UK drivers saw their car insurance premiums rise for the first time in 12 months over the latest quarter, according to data from Confused.com and Willis Towers Watson (WLTW).
The figures show that premiums increased by an average of 1%, or £8, between July and September this year, with motorists now typically paying £760 for annual coverage.
This follows four consecutive quarters of falling premiums since the summer of 2017 when prices peaked at £847, with the latest rise thought to reflect uncertainty around the discount rate.
WLTW head of P&C pricing, Stephen Jones, said ongoing pressures on repair costs also contributed to the increase.
"While this latest rise is minimal, the flattening of the recent dramatic fall in prices provides some comfort for insurers who have weathered an extremely competitive recent market," he said.

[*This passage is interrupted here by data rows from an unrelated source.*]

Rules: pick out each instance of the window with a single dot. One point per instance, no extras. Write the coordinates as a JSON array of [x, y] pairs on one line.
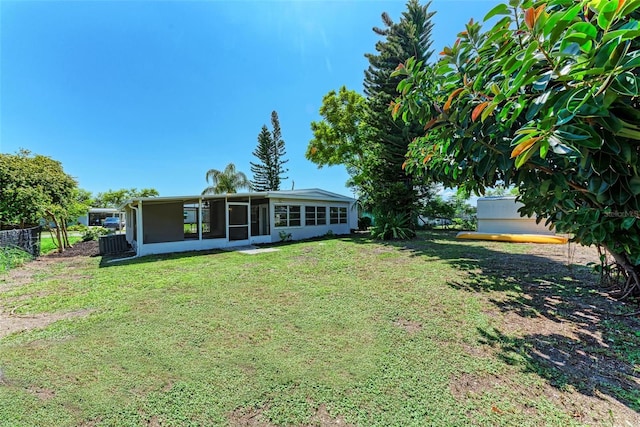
[[315, 215], [337, 215], [287, 216]]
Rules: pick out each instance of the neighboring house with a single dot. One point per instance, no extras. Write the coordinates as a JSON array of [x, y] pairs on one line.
[[157, 225], [96, 216], [500, 215]]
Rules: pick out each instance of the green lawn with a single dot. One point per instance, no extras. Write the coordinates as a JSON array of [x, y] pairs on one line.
[[343, 330]]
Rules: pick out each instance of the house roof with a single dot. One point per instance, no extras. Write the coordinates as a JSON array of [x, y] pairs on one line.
[[308, 194]]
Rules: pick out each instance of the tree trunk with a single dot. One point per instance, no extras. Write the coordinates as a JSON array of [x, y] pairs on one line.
[[58, 234], [631, 274], [65, 234]]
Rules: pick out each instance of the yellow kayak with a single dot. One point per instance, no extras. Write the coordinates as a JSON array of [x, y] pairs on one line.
[[514, 238]]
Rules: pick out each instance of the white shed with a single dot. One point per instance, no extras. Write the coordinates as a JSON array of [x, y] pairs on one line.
[[500, 215]]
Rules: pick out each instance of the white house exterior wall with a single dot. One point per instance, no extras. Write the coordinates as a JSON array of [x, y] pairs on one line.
[[308, 231], [136, 207]]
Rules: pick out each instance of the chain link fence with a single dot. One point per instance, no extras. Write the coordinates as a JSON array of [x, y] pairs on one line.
[[27, 239]]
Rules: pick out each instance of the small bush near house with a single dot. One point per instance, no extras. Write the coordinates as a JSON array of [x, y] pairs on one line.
[[392, 226], [364, 223], [11, 257], [94, 233]]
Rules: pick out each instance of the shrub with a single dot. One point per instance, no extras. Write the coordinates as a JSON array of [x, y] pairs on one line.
[[393, 226], [12, 256], [364, 223], [93, 233]]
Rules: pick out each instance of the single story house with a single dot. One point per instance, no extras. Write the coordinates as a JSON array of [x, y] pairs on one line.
[[96, 216], [157, 225], [500, 215]]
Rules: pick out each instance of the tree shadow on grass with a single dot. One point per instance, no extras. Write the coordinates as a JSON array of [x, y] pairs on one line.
[[557, 322]]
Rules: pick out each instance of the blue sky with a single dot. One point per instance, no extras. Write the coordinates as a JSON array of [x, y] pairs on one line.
[[154, 93]]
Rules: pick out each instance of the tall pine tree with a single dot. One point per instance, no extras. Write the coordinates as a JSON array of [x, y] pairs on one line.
[[388, 189], [267, 175]]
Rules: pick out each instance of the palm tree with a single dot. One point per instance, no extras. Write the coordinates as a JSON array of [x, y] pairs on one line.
[[227, 181]]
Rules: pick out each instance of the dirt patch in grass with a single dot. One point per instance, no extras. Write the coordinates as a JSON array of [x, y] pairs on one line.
[[42, 393], [253, 417], [89, 248], [599, 409], [409, 326], [11, 323], [550, 315]]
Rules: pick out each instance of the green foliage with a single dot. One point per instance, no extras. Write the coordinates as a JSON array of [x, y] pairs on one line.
[[228, 180], [49, 243], [11, 257], [389, 137], [393, 226], [364, 223], [116, 198], [267, 175], [546, 100], [359, 133], [33, 187], [340, 138], [93, 233]]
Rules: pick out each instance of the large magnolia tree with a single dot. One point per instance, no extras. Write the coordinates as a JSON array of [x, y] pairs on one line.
[[547, 100]]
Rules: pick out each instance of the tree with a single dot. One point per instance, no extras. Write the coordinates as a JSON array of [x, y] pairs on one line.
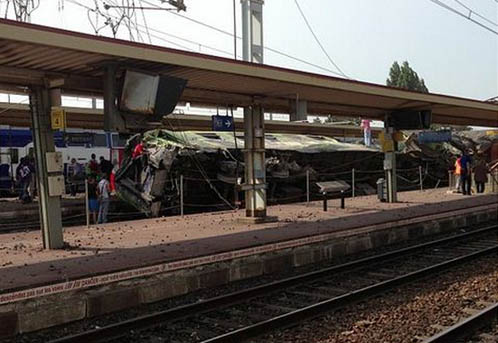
[[406, 78]]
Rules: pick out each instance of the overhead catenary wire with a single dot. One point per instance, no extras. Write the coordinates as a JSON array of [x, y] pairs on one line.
[[451, 9], [318, 40], [275, 51], [471, 11], [150, 29]]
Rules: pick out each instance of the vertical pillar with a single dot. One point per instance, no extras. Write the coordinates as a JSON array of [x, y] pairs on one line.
[[298, 110], [112, 119], [254, 157], [254, 132], [50, 206], [390, 165], [252, 30]]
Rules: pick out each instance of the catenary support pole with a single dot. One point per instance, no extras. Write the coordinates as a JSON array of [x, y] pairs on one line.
[[390, 164], [420, 178], [352, 184], [254, 156], [87, 210], [307, 186], [43, 139]]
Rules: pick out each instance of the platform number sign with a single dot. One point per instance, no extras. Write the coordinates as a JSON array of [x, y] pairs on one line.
[[222, 123], [58, 118]]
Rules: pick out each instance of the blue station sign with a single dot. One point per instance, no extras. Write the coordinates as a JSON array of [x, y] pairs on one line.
[[222, 123], [434, 136]]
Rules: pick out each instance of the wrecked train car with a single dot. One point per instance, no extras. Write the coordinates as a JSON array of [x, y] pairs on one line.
[[211, 165]]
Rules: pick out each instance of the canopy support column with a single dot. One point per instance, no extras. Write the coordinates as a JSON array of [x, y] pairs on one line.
[[41, 101], [390, 166], [254, 157]]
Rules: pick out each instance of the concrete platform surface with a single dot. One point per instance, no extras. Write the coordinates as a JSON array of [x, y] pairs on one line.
[[125, 245]]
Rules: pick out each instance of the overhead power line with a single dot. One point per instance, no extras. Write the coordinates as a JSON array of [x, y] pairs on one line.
[[451, 9], [318, 41], [471, 12], [278, 52]]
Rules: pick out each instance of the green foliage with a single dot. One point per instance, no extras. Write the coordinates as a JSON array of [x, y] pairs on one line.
[[406, 78]]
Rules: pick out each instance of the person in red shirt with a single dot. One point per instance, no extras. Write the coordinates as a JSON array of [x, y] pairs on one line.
[[136, 157]]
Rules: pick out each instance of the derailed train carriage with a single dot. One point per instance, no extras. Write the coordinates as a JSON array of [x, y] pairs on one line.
[[211, 165]]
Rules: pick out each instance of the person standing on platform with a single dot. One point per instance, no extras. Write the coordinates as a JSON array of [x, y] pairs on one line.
[[466, 172], [19, 178], [367, 131], [481, 176], [105, 166], [93, 202], [457, 173], [73, 174], [136, 157], [104, 193], [92, 167], [25, 179]]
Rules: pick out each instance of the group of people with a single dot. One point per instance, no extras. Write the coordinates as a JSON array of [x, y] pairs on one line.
[[100, 188], [464, 169], [98, 175]]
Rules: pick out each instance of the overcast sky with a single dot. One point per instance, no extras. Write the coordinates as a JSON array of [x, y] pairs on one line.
[[364, 37]]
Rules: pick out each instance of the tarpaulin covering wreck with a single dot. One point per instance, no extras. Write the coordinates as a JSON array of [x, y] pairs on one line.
[[211, 165]]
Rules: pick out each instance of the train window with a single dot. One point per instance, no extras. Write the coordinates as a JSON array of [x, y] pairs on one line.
[[14, 156], [210, 136], [118, 141], [100, 139], [318, 138]]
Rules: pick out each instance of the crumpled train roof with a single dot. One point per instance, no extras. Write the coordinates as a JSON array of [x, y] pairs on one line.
[[211, 141]]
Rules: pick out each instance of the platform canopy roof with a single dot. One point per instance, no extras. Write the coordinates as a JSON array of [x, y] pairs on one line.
[[30, 54]]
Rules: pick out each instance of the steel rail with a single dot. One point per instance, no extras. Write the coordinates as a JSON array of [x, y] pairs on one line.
[[466, 327], [314, 310], [120, 329]]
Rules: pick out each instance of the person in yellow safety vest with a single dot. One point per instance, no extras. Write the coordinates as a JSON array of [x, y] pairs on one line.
[[458, 172]]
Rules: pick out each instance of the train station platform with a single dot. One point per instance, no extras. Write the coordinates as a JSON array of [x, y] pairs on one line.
[[11, 209], [153, 259]]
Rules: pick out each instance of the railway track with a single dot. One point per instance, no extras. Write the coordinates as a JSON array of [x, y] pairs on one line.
[[463, 331], [249, 313]]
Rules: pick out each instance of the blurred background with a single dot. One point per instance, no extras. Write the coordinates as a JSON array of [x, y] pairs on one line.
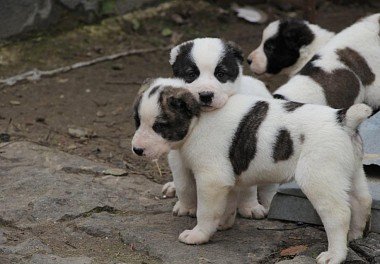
[[87, 111]]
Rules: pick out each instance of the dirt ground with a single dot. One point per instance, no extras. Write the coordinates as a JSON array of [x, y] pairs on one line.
[[99, 98]]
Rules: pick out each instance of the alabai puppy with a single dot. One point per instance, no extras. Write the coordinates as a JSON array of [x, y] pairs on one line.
[[254, 141], [344, 72], [212, 71], [286, 46]]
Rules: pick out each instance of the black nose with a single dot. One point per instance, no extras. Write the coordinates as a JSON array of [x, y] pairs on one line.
[[138, 151], [206, 97]]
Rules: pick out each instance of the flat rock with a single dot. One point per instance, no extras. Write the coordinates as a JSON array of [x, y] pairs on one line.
[[53, 259], [292, 205], [299, 260], [369, 246], [26, 248]]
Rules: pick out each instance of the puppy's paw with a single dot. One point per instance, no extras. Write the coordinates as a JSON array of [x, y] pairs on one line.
[[228, 222], [193, 237], [354, 234], [180, 210], [328, 257], [253, 212], [168, 190]]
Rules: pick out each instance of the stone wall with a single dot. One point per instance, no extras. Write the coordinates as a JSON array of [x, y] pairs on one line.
[[21, 16]]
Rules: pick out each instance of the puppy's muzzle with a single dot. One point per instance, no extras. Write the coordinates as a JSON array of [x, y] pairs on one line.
[[206, 97], [138, 151]]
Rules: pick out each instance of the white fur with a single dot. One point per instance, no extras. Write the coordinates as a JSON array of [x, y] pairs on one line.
[[363, 37], [259, 59], [327, 165], [206, 54]]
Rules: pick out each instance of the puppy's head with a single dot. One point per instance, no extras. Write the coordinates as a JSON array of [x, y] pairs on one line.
[[211, 68], [280, 46], [164, 113]]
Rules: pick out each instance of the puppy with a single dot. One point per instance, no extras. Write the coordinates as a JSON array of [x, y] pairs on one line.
[[259, 141], [344, 72], [286, 46], [212, 71]]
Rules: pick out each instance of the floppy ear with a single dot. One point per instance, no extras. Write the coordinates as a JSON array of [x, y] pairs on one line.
[[296, 33], [174, 53], [236, 50], [184, 102], [145, 85]]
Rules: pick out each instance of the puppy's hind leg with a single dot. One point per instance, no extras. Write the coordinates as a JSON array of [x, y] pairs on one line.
[[266, 193], [327, 188], [248, 204], [228, 218], [212, 193], [361, 202], [185, 186]]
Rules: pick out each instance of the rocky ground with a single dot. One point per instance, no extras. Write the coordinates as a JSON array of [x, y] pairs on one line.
[[70, 189]]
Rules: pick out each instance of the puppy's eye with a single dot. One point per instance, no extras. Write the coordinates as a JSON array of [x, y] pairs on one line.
[[158, 127], [191, 74], [220, 74], [268, 46]]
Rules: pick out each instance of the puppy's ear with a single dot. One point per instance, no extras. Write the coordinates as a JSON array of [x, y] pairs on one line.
[[145, 85], [174, 53], [236, 50], [296, 33], [184, 102]]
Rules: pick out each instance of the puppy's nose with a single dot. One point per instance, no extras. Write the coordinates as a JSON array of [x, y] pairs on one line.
[[138, 151], [206, 97]]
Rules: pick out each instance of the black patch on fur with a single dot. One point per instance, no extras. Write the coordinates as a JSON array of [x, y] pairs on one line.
[[341, 86], [184, 66], [353, 60], [178, 108], [279, 96], [154, 90], [244, 143], [283, 147], [282, 50], [290, 106], [228, 66], [302, 138], [136, 107], [341, 115]]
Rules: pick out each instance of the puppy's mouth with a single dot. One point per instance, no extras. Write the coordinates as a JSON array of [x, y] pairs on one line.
[[207, 108]]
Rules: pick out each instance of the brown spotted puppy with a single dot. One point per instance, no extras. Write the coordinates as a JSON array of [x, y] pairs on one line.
[[344, 72], [254, 141], [286, 46]]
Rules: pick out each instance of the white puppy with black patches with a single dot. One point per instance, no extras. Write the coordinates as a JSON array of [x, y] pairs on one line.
[[286, 46], [212, 71], [254, 141], [344, 72]]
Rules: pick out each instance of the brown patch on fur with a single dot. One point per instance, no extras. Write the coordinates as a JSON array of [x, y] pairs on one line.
[[178, 108], [341, 86], [290, 106], [353, 60], [244, 145], [283, 147]]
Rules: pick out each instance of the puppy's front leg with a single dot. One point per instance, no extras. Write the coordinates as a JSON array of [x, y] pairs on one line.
[[248, 204], [212, 196], [185, 186]]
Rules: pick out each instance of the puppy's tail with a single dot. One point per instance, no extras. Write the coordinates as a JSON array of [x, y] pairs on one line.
[[352, 117]]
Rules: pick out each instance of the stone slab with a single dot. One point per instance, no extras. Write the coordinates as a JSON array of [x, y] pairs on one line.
[[370, 133], [291, 204]]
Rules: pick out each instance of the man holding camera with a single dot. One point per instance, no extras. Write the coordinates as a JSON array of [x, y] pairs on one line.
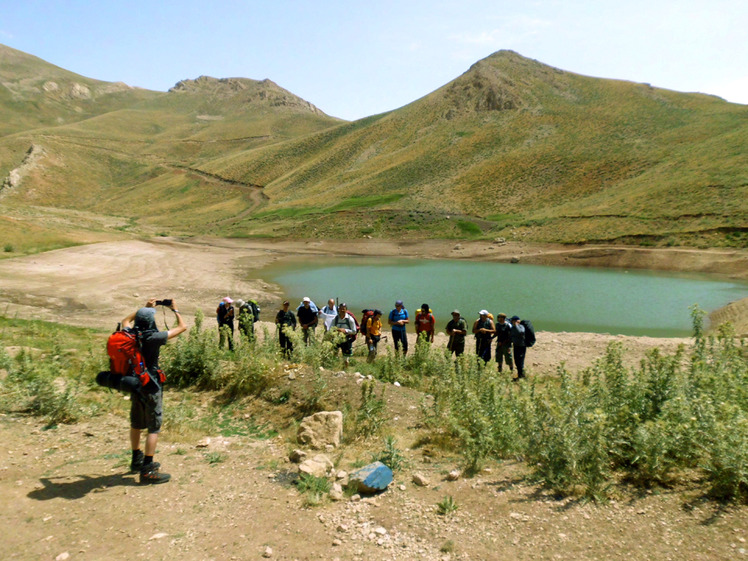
[[146, 409]]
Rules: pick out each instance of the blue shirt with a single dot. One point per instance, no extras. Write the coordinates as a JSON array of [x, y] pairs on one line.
[[396, 315]]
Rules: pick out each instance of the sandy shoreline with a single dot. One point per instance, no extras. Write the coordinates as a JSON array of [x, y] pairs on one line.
[[96, 285]]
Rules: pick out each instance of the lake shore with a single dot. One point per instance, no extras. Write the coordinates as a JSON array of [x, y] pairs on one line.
[[96, 285]]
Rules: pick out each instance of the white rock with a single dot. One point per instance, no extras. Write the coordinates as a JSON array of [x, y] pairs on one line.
[[421, 480], [321, 429]]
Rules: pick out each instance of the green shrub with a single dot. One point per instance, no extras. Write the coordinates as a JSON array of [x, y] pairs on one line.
[[647, 424]]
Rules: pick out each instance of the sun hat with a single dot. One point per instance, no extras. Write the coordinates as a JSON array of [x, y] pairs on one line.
[[145, 319]]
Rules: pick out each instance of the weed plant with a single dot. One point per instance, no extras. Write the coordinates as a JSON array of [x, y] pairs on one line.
[[391, 456], [315, 489], [648, 425]]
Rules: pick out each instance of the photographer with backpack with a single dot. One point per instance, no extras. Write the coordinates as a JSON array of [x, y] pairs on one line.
[[146, 409]]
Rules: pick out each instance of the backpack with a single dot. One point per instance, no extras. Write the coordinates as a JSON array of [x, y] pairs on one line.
[[365, 316], [127, 371], [529, 332], [251, 307], [255, 308], [358, 327]]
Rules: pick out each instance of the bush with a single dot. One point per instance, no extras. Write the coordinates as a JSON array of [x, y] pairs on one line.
[[648, 424]]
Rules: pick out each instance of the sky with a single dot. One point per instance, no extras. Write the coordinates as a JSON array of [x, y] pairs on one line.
[[354, 58]]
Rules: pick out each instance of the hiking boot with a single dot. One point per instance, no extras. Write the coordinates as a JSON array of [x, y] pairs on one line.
[[151, 474], [137, 461]]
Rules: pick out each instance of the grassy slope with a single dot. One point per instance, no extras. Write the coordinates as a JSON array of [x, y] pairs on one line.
[[511, 148], [571, 157]]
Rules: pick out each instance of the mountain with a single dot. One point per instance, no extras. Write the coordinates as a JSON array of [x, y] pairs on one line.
[[34, 93], [522, 149], [512, 148]]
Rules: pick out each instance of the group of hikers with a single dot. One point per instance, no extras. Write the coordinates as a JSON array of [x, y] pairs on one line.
[[512, 335]]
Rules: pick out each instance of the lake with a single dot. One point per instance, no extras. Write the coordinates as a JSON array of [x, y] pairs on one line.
[[612, 301]]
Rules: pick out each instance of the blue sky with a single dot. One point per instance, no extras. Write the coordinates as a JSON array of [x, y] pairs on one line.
[[354, 59]]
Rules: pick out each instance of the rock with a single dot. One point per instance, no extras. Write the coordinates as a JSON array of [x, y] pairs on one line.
[[421, 480], [319, 466], [321, 429], [297, 456], [371, 479], [336, 492]]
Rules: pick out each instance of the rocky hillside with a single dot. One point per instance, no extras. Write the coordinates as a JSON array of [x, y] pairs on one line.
[[245, 91], [527, 147], [511, 149]]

"In addition, they face a number of uncertainties that are likely to trouble the market well into 2019, particularly concerning the risk that Brexit will impact the timing of changes to the discount rate."
Despite the latest premium hike, the data, which is based on more than six million customer quotes per quarter, shows that motorists are still paying 9% less than this time last year.
The South West of England saw the greatest quarterly rise in prices at 3%, although these are still the cheapest premiums across the UK at just £566 on average.
Drivers in Northern Ireland experienced the biggest quarterly drop with their premiums falling by 2% to £873 on average.
Males aged 17 to 20 are still paying the most of any demographic at £2,306, but it was female drivers aged 71 and over that saw the biggest price hike in the last quarter, rising by 4% to £424.
And prices are expected to rise further, with Confused.com head of data insight, Steve Fletcher, adding: "Premiums are on the up, and this time starting at a much higher base, which could mean the cost of car insurance could reach new highs."